She came to kiss Abby on the cheek. She smelt strongly of a heavy expensive perfume.

“Must go. Good-bye, sweetie. ’Bye, Luke. Thanks for the lift. See you in the morning?”

“Eight thirty,” said Luke. “Not a moment later.”

“God! Isn’t Abby lucky, being able to sleep?”

She had gone. The house was suddenly very quiet. Luke looked at Abby.

“Another drink, darling?”

The first one had gone rather effectively to her head. It must have been stronger than usual.

“Yes, please,” said Abby. She resented Lola bitterly, she was even a little afraid of her, but now she had gone there was too much silence. She must get back her gaiety. She waited all day for the evenings. If they were to become failures, too, what was to happen?

“Luke, is Lola’s husband really in San Francisco?”

“So she says. Or thinks.”

“Did you ever meet him?”

“No. I’ve told you before that I haven’t.”

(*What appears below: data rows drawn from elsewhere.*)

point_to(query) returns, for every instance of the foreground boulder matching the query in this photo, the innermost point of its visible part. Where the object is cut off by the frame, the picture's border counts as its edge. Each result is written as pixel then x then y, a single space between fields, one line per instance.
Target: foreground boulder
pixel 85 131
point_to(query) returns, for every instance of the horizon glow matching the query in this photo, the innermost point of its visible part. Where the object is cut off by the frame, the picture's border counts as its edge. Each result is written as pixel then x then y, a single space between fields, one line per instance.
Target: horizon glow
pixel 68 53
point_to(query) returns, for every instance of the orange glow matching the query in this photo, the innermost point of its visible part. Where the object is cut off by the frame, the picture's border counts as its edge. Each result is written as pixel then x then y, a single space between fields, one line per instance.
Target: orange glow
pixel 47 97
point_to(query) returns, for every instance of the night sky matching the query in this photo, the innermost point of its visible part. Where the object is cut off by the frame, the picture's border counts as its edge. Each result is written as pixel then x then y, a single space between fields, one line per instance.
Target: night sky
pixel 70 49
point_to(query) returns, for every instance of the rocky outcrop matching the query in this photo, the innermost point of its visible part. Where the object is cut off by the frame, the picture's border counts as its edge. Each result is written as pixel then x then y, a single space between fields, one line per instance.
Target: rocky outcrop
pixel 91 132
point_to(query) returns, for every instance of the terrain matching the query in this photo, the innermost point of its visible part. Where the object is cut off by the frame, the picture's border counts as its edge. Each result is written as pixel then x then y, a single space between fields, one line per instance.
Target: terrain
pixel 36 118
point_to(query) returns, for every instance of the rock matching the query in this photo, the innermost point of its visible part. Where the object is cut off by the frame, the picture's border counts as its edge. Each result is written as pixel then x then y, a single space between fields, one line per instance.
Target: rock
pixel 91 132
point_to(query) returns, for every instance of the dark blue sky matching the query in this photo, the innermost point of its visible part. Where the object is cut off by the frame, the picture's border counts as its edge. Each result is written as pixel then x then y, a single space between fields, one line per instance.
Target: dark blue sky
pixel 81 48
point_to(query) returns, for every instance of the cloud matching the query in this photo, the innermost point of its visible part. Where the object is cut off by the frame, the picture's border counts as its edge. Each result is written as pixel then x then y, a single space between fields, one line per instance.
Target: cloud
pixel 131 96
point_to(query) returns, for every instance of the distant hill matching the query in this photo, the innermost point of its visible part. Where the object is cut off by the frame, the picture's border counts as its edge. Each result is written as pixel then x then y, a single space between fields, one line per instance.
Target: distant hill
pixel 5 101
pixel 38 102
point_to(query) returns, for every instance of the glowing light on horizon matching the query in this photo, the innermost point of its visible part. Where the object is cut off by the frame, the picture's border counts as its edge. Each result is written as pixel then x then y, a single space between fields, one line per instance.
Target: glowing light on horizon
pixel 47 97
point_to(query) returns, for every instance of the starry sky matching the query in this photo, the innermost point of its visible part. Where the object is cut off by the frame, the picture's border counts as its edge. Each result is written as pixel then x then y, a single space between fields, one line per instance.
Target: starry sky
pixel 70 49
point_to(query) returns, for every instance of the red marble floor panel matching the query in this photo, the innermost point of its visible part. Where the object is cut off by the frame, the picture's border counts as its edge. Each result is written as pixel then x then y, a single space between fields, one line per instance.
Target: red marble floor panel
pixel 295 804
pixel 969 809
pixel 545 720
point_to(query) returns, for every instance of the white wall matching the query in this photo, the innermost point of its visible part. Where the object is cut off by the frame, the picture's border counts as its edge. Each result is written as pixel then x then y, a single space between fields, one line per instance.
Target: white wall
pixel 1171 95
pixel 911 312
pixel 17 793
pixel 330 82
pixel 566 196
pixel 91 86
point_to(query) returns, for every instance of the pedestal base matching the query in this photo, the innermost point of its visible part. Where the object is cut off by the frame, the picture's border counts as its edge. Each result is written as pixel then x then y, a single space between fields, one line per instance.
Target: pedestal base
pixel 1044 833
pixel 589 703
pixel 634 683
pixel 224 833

“I know. I didn’t mean quite that.” Abby sipped her new drink, and felt pleasantly vague. “I suppose I mean have you met anyone who might have been Deirdre’s father?”

Luke looked at her levelly.

“Your guess would be as good as mine, darling. I don’t know Lola that well. I’ve only met the family since I bought this piece of land.”

This was what he said. But he specifically said ‘the family’, not Lola. She couldn’t cross-examine him. She must be more subtle.

“Does Lola have a lot of men friends?” she said lightly.

“She’s out a good deal, yes. She’s a lively person. I expect that household is rather suffocating.”

“But she leaves her child in it.”

“I know. It’s a difficult situation. By the way, that was nice of you to say you’d help with the kid.”

Abby sighed.

“I detest that child, but I can’t help feeling desperately sorry for her. I don’t know how long I can put up with her haunting this place, but—oh, let’s forget her. Is Lola to be the only person to kiss me tonight?”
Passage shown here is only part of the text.